I’m working on some projects and I’ve come across a lot of datasets.

That got me wondering…

Meme Think GIF

• How do you go about judging whether a particular dataset will be a good fit for training?

• What heuristics you use to assess the quality of the datasets?

1 Like

Would love to hear from @kbaheti @lu.riera @msminhas @mjcullan, I’m sure y’all have some good insights to share.

@harpreet.sahota In my experience, being able to anticipate as much variability as possible has been useful for developing good models from training data.

This will also depend from task to task. Let’s focus on human pose estimation for this discussion. In terms of the variability that would be essential for a good dataset includes: Different camera positions/angles, different lighting conditions, different backgrounds, different body types, and different number of people in frame are definitely going to help generalize the performance of the model.

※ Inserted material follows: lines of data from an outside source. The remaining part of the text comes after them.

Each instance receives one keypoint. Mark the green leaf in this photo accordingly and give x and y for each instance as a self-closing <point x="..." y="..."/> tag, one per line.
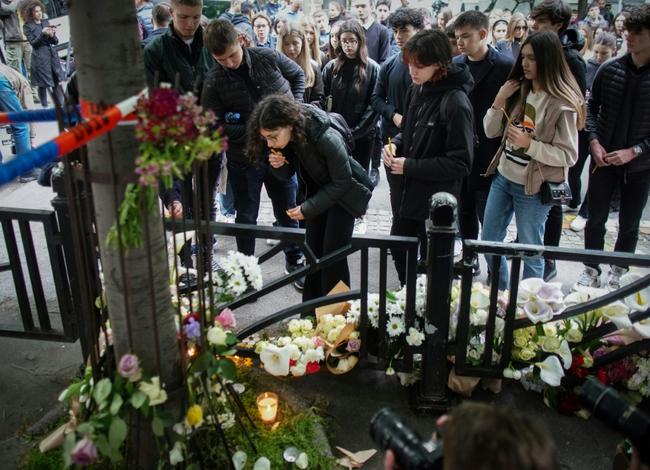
<point x="157" y="426"/>
<point x="227" y="369"/>
<point x="117" y="433"/>
<point x="201" y="363"/>
<point x="68" y="445"/>
<point x="102" y="391"/>
<point x="116" y="404"/>
<point x="138" y="399"/>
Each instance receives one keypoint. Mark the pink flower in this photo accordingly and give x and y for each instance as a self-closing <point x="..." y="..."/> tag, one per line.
<point x="84" y="452"/>
<point x="226" y="318"/>
<point x="129" y="367"/>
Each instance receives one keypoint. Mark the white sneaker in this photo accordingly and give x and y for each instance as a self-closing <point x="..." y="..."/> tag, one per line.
<point x="360" y="226"/>
<point x="614" y="277"/>
<point x="590" y="277"/>
<point x="578" y="224"/>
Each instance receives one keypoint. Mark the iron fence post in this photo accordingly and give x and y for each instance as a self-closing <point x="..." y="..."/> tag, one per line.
<point x="431" y="391"/>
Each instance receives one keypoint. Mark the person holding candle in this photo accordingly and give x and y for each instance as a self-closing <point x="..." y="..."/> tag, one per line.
<point x="296" y="138"/>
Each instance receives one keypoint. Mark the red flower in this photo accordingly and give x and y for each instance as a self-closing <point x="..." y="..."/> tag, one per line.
<point x="313" y="367"/>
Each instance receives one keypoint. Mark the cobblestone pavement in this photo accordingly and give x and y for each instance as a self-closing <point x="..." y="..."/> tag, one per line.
<point x="379" y="222"/>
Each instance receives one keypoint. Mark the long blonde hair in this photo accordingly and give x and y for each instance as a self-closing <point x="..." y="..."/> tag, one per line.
<point x="304" y="58"/>
<point x="553" y="74"/>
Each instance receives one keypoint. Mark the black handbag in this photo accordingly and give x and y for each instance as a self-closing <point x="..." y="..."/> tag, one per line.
<point x="555" y="194"/>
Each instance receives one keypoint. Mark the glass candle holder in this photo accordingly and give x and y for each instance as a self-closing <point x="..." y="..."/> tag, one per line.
<point x="267" y="405"/>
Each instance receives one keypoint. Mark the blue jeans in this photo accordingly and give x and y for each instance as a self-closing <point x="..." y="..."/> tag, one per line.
<point x="246" y="182"/>
<point x="505" y="199"/>
<point x="9" y="102"/>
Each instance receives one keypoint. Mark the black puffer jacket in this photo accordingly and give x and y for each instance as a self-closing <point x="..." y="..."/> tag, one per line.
<point x="325" y="159"/>
<point x="225" y="91"/>
<point x="438" y="144"/>
<point x="355" y="106"/>
<point x="605" y="109"/>
<point x="167" y="55"/>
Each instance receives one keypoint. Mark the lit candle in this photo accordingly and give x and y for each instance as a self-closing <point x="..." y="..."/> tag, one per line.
<point x="267" y="404"/>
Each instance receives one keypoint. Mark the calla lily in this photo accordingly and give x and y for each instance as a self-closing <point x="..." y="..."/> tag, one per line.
<point x="617" y="313"/>
<point x="550" y="371"/>
<point x="239" y="459"/>
<point x="538" y="311"/>
<point x="528" y="290"/>
<point x="640" y="301"/>
<point x="643" y="328"/>
<point x="276" y="360"/>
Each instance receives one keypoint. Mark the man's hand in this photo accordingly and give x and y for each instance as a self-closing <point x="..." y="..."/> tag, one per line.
<point x="518" y="137"/>
<point x="598" y="153"/>
<point x="619" y="157"/>
<point x="397" y="166"/>
<point x="387" y="154"/>
<point x="295" y="213"/>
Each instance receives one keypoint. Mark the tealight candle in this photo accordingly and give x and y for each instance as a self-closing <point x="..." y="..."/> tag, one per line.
<point x="267" y="404"/>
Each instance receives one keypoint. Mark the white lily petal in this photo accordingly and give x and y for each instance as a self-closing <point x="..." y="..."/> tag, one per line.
<point x="239" y="459"/>
<point x="565" y="354"/>
<point x="550" y="371"/>
<point x="538" y="311"/>
<point x="276" y="360"/>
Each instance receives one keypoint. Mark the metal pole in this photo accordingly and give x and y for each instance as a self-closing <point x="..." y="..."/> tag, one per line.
<point x="431" y="392"/>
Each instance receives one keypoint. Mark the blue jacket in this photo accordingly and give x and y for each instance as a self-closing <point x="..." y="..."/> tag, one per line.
<point x="486" y="87"/>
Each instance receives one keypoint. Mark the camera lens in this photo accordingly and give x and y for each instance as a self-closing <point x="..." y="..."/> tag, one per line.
<point x="389" y="432"/>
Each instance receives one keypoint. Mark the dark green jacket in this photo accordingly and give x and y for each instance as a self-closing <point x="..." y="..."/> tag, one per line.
<point x="325" y="159"/>
<point x="167" y="55"/>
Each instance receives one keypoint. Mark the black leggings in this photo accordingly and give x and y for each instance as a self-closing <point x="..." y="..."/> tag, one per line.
<point x="56" y="90"/>
<point x="325" y="233"/>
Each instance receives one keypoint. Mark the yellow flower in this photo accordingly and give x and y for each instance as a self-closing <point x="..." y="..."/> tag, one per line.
<point x="194" y="416"/>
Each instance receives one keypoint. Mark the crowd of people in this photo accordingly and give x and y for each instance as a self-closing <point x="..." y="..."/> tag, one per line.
<point x="492" y="109"/>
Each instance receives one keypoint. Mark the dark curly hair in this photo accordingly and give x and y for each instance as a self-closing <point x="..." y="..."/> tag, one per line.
<point x="639" y="19"/>
<point x="27" y="8"/>
<point x="406" y="16"/>
<point x="271" y="113"/>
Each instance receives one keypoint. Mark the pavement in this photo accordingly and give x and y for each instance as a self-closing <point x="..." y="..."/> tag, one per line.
<point x="33" y="373"/>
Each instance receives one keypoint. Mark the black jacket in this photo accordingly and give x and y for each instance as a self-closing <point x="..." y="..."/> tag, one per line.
<point x="46" y="67"/>
<point x="605" y="109"/>
<point x="389" y="96"/>
<point x="345" y="100"/>
<point x="438" y="144"/>
<point x="325" y="159"/>
<point x="225" y="91"/>
<point x="572" y="44"/>
<point x="486" y="87"/>
<point x="167" y="56"/>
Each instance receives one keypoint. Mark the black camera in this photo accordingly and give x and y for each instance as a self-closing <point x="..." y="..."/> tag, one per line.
<point x="608" y="405"/>
<point x="411" y="453"/>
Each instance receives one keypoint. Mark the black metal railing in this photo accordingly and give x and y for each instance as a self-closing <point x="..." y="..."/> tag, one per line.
<point x="39" y="326"/>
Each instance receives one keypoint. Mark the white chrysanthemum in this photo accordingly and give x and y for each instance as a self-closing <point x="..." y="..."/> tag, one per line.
<point x="395" y="327"/>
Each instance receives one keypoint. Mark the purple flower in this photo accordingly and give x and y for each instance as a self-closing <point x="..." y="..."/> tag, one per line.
<point x="192" y="330"/>
<point x="84" y="452"/>
<point x="129" y="367"/>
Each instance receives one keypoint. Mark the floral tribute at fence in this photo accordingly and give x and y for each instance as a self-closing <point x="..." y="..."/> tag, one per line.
<point x="174" y="133"/>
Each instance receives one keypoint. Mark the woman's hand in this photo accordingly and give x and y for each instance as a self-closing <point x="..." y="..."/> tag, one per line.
<point x="508" y="89"/>
<point x="276" y="159"/>
<point x="295" y="213"/>
<point x="518" y="137"/>
<point x="388" y="154"/>
<point x="397" y="166"/>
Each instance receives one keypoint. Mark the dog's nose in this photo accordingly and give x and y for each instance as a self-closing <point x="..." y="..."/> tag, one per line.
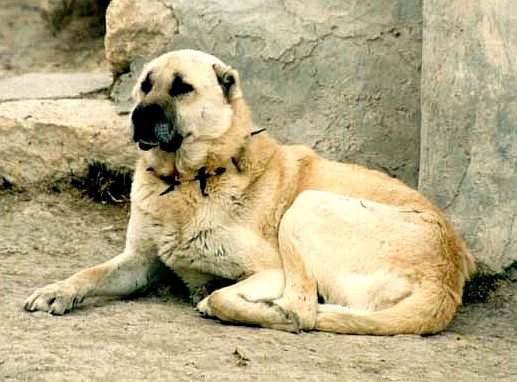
<point x="144" y="119"/>
<point x="153" y="126"/>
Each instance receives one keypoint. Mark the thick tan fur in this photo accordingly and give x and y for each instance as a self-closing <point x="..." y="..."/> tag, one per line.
<point x="287" y="225"/>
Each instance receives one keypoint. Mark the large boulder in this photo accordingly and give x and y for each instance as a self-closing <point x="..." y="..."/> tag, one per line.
<point x="469" y="129"/>
<point x="48" y="131"/>
<point x="340" y="76"/>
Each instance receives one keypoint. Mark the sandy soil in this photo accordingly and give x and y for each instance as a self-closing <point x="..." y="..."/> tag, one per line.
<point x="46" y="236"/>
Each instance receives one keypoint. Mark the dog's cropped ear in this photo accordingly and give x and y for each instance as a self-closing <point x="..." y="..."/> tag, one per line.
<point x="228" y="79"/>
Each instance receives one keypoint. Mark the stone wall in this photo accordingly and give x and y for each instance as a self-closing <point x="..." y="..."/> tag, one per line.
<point x="469" y="121"/>
<point x="340" y="76"/>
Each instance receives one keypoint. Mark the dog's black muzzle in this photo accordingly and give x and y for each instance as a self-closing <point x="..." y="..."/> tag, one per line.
<point x="153" y="126"/>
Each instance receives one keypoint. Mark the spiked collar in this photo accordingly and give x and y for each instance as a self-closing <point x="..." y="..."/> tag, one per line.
<point x="201" y="176"/>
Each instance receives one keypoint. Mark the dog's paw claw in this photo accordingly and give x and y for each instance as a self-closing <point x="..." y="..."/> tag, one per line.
<point x="53" y="299"/>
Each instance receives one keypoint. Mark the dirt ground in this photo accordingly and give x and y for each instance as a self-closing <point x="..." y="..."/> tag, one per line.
<point x="47" y="235"/>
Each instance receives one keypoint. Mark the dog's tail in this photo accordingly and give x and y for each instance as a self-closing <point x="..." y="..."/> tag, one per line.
<point x="427" y="310"/>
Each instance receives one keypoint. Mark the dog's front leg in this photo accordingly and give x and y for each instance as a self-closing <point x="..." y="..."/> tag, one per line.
<point x="120" y="276"/>
<point x="251" y="302"/>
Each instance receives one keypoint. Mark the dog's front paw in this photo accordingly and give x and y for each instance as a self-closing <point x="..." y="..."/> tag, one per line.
<point x="55" y="298"/>
<point x="203" y="307"/>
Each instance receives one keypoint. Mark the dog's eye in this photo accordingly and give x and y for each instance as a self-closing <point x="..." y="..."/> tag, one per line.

Recently I have also determined that differing intrinsic camera parameters can help cover more use cases that may be encountered in production settings. The intrinsic parameters include focal length, aperture, field-of-view, resolution - which may differ among users when capturing video/images.

The distribution of these variabilities should also be considered, as you may want to have a decent balance between these - otherwise you run the risk of overfitting a specific angle or condition - which depending on your application - may be desirable or not. Sometimes for example, your production application may require only a few cameras pointing at objects from a few angles - such as in a factory production setting. In this case, having different angles/positions may not be necessary, as the model may never receive data that is much different from its training dataset. This is a case where intrinsic/extrinsic parameter variability may not be useful at all.

In summary, having a good class distribution for your dataset as well as variability in extrinsic/intrinsic camera parameters and environmental conditions (where applicable) can help to build a more robust/generalizable training set for your computer vision models.


Thank you so much for this insightful response @lu.riera. This is some grade A food for thought.

@kausthubk I think you would be interested in the point about camera parameters.